This completes the proof. \(\square \)

At the end of this section, we give some discussions on the computational complexity of the Monte Carlo approximation method. Denote \(\pi (x,\omega ):=\Vert \textrm{F}({x},\omega )\Vert ^2-\mathbb {E}[\Vert \textrm{F}({x},\omega )\Vert ^2]\). We further assume that the moment generating function \(\mathbb {E}\left[ e^{t\pi (x,\omega )}\right] \) of the random variable \(\pi (x,\omega )\) satisfies the following condition: there exists \(\sigma >0\) such that for all \(x\in \mathbb {R}^n,\)

$$\begin{aligned} \mathbb {E}\left[ e^{t(\pi (x,\omega ))}\right] \le \textrm{exp}({\sigma ^2t^2/2}), \ \forall t \in \mathbb {R}. \end{aligned}$$
(25)

This condition was introduced by Shapiro and Xu [28]. It is noticed that the right side of (25) is just the moment generating function of normal distribution with a variance \(\sigma ^2\). Hence, the inequality (25) holds as an equality as \(\pi (x,\omega )\) has normal distribution. In addition, this condition can also be satisfied if \(\pi (x,\omega )\) has a subguass distribution.

From the proof process of Theorem 5, we know that the conditions (C1)–(C3) assumed in [28, Theorem 5.1] are all satisfied. Moreover, by (20) we have

$$\begin{aligned} |\mathbb {E}[\Vert \textrm{F}({x}',\omega )\Vert ^2]-\mathbb {E} [\Vert \textrm{F}({x},\omega )\Vert ^2]|\le \mathbb {E}[2c(\Vert A(\omega )\Vert +\Vert B(\omega )\Vert )]\Vert {x}'-{x}\Vert , \ \forall x',x\in \mathcal {Z}. \end{aligned}$$

Let \(L:=\mathbb {E}[2c(\Vert A(\omega )\Vert +\Vert B(\omega )\Vert )]\). Obviously, L is finite on the compact set \({\Omega }\) due to the continuity of \(A(\omega )\) and \(B(\omega )\). Denote by \(D:=\textrm{sup}_{x',x\in \mathcal {Z}}\Vert x'-x\Vert \) the diameter of \(\mathcal {Z}\).
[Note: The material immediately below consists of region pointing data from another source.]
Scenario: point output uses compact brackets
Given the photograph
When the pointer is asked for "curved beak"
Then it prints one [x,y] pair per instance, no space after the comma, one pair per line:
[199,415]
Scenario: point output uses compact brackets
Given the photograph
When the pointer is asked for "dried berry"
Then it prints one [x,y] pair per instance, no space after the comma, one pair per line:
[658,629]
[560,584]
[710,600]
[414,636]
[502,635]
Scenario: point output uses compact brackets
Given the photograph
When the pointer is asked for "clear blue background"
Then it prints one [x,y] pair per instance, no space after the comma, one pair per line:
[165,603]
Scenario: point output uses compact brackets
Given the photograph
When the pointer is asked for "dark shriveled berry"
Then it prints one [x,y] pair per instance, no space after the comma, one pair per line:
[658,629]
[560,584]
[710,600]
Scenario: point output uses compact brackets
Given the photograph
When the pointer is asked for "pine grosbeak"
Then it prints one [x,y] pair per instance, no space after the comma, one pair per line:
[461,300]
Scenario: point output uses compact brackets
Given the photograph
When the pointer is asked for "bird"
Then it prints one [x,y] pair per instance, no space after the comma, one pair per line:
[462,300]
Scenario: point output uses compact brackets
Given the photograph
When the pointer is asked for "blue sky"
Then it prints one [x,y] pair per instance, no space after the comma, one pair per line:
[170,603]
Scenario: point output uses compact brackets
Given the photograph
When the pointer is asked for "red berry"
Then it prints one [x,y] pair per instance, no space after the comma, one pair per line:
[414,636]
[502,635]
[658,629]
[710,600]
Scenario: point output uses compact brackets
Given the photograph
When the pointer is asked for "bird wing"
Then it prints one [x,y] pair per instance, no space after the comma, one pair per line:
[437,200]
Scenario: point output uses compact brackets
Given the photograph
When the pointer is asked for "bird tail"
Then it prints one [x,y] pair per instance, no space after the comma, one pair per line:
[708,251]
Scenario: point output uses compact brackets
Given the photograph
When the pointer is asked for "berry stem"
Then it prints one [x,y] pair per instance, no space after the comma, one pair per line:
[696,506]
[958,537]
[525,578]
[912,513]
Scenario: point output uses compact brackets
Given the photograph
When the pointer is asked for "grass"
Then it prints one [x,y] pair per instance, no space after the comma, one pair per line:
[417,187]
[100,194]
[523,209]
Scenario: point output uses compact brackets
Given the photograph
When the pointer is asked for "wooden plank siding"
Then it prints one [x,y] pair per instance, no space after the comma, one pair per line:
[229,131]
Then, according to (5.14) in [28], we know that for \(\alpha \in (0,1)\), if the sample size \(N_k\) satisfies

$$\begin{aligned} N_k\ge \frac{\mathcal {O}(1)\sigma ^2}{\varepsilon ^2}\left[ n\textrm{log}\left( \frac{\mathcal {O}(1)DL}{\varepsilon }\right) +\textrm{log}\left( \frac{2}{\alpha }\right) \right] , \end{aligned}$$
(26)

then

$$\begin{aligned} \textrm{Prob}\Bigg \{\sup _{{x}\in \mathcal {Z}}\bigg |\frac{1}{N_k}\sum _{\omega ^i\in {\Omega }_k}\Vert \textrm{F}({x},\omega ^i)\Vert ^2- \mathbb {E}[\Vert \textrm{F}({x},\omega )\Vert ^2]\bigg |\ge \varepsilon /2\Bigg \}\le \frac{\alpha }{2}, \end{aligned}$$

i.e.,

$$\begin{aligned} \text {Prob}\left\{ \sup \limits _{{x}\in \mathcal {Z}}|{\Theta }_k({x})-{\Theta }({x})|\ge \varepsilon /2\right\} \le \frac{\alpha }{2}. \end{aligned}$$

Then by following the proof of Theorem 5, we can obtain

$$\begin{aligned} {\textrm{Prob}}\left\{ |{\Theta }({x}^k)-{\Theta }(x^*)|\ge \varepsilon \right\} \le \alpha . \end{aligned}$$

This means that \(x^k\) is an \(\varepsilon \)-optimal solution with probability at least \(1-\alpha \). Hence, to obtain an \(\varepsilon \)-optimal solution, the computational complexity of Monte Carlo approximation method is \(\mathcal {O}\left( \frac{n}{\varepsilon ^2}\textrm{log}\frac{1}{\varepsilon }\right) \) by (26). For the computational complexity of Monte Carlo based methods, more research and discussions can be founded in [1, 27]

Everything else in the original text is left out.